AICP partnered with director Brian Billow of O Positive to task several of today’s most innovative and well-respected creative directors to imagine in tongue-in-cheek fashion what their lives might be like 35 years from now, and how having their work archived in MoMA’s prestigious film archive might factor into their legacy. Each piece–which was imagined and scripted by the subject–features a documentary style interview of a “senior avatar.”
Showcased are: Rob Reilly of McCann (this year’s Next Awards Judging Chair); Gerry Graf of Barton F. Graf 9000; Tor Myhren of Grey; Tiffany Rolfe of co:collective; and Ted Royer of Droga5. In each scenario–set in 2050–all note that whatever their “current” lot in life, their legacies are intact because their work is safely preserved in the MoMA archive as result of having won an AICP Award. All end with the tagline: “Craft Your Legacy. We’ll Protect It.”
In the short featuring and titled "Gerry Graf," we see a broken-down yet still fairly feisty senior citizen who laments over a turning point in his personal life–losing his wife to BBDO’s David Lubars who in turn legally adopted Graf’s kids. It all went downhill from there, recalled Graf who sold his creatively inspired boutique agency to a huge multi-national holding company. Still he managed to retain in the deal his own office on the premises. Sadly, his office is in an office supply storage closet. He noted that his kids–make that Lubars’ kids–think he’s a loser. Graf added, however, that his kids don’t have a Ragu commercial in MoMA’s film archive.
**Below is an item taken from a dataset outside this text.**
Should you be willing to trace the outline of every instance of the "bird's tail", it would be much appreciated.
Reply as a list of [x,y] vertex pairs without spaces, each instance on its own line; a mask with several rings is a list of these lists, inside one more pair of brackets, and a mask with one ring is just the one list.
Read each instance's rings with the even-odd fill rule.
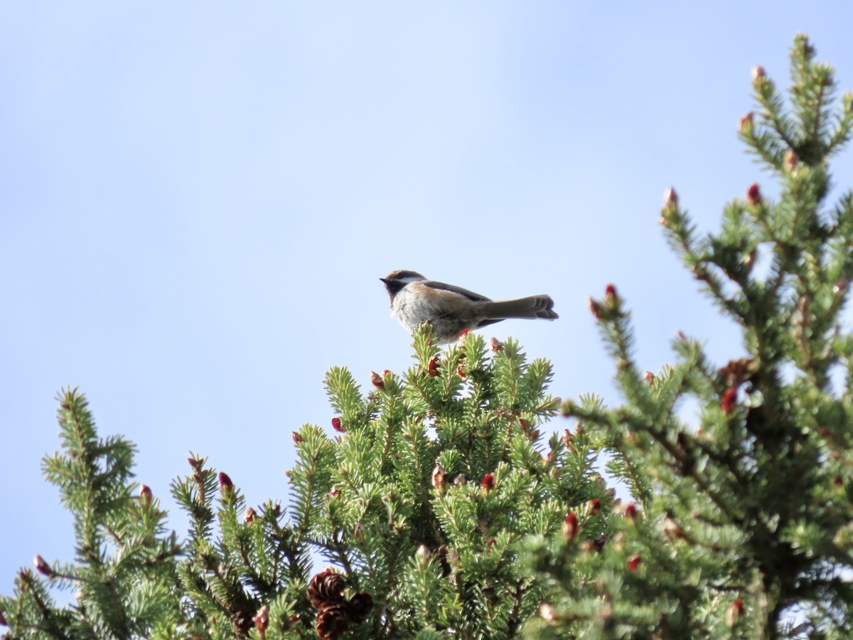
[[477,311],[485,318],[498,320],[510,317],[554,320],[560,317],[554,311],[554,300],[549,295],[531,295],[515,300],[484,302],[478,305]]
The kids, he said, had no comeback for that, meaning Graf was the ultimate winner.
Reilly and Graf (who was last year’s Next Awards Judging Chair), working with AICP president and CEO Matt Miller, conceived the concept for the campaign.
“Every year we try to articulate in different ways how this continuing archival project is much more than just an individual award,” noted Miller. “This campaign reminds all sectors of the industry that now is the time to submit their work for consideration – and now is the time to shape how they are remembered.”
The deadline to enter the AICP Awards is February 27. The AICP Show and AICP Next Awards both premiere during AICP Week, which takes place June 2-4.